The net result of all these changes, and the many more I haven’t discussed, is that we are, one by one, going to pick off the diseases and conditions that kill us and destroy our health. This will naturally lead to longer and healthier lives – but what if we could cure old age itself? There are researchers who think that there is no natural life span, and that we die essentially because our body’s machinery breaks down. If we can fix the break-downs, say with new organs grown from our own genetic code, and stop the clock of aging, which researchers are contemplating, then we may live as long as we can afford to. Indeed, cost is a significant factor, both in paying for such treatments, and in living that long beyond the traditional retirement age of 65. And when I ask audiences whether they’d like to live to 200, for instance, most people say no. When I rephrase it and ask if they’d like to live to 200, but with the body of a 30 year old, I get a much more positive – or at least more thoughtful – response.
Which leads us into the realms of philosophy: what is the purpose of our lives? At present, we think of our lives in three stages: childhood, adult or worker, and retired.
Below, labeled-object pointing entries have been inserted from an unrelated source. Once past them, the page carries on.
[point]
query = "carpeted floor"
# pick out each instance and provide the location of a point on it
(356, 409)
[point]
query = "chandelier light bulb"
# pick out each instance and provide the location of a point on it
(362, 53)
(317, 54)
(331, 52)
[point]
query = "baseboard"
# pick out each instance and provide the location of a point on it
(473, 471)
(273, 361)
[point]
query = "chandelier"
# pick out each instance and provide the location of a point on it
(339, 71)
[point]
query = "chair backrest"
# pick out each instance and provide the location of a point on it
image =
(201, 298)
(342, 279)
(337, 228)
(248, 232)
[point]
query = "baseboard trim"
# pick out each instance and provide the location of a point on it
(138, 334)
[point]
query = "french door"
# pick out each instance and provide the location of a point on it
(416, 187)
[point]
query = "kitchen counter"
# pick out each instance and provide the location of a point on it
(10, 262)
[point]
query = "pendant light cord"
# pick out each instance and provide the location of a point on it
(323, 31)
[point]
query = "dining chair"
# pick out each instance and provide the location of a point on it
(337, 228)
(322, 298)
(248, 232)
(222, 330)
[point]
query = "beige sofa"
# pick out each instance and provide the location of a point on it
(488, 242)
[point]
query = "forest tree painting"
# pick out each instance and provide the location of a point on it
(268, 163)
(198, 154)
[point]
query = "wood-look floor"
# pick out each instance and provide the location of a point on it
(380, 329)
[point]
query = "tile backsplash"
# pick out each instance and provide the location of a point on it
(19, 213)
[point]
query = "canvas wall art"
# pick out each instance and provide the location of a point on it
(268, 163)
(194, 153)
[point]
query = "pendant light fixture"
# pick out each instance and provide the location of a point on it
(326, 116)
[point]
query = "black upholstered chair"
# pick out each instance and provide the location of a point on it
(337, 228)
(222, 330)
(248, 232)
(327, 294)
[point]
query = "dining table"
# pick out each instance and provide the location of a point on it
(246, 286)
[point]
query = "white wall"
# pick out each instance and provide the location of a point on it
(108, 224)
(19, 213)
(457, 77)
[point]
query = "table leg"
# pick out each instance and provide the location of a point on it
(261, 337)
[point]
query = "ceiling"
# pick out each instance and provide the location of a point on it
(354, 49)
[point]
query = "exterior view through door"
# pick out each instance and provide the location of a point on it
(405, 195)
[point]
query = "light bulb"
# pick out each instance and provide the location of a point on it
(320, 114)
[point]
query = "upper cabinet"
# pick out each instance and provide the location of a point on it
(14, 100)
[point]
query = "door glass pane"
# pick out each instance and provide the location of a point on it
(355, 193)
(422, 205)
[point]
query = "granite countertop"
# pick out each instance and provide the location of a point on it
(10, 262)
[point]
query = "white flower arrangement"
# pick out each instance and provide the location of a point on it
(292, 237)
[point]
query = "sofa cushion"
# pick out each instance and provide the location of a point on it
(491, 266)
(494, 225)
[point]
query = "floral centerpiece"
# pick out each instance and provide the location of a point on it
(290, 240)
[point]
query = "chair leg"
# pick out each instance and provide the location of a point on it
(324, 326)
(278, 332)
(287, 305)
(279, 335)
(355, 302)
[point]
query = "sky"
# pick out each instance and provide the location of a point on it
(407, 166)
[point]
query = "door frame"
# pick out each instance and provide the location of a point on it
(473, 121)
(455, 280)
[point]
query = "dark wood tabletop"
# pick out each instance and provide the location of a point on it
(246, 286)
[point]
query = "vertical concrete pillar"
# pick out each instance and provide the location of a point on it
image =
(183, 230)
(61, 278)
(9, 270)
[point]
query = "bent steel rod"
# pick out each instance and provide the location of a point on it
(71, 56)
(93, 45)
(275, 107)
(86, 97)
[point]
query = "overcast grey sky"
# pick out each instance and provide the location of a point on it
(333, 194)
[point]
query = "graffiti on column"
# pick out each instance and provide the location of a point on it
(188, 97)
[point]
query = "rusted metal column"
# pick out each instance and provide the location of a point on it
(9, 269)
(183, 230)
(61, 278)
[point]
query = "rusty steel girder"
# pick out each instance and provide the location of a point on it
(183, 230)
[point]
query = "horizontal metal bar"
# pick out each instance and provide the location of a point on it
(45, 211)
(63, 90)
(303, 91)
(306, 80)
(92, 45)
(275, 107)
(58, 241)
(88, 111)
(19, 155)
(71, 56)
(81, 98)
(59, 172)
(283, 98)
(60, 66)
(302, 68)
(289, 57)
Does this model make sense if you stretch it out over 200 years? How long is childhood? How long is retirement? What would you do with your time?
Indeed, the whole realm of health care is fraught with questions we’ve never encountered before. If we can select the genetic qualities of our children, are we morally justified in doing so? If we can tell, when someone’s 40, that they’re likely to suffer from Alzheimer’s disease by the time they’re 60, should we tell them? To whom does your genetic pattern belong if, say, you have a particularly disease-resistant genome? And to whom does information about your genetic defects belong? Should the government be privy to it? How about your banker or insurance agent? What about ethical questions, such as: if we can ensure that the child of deaf parents can hear normally, should the parents be allowed to choose to have their child born deaf so she can share in her parent’s culture?
These, and many other difficult questions await us. Perhaps we’ll need the longer, healthier lives we’ll live in order to start dealing with the answers.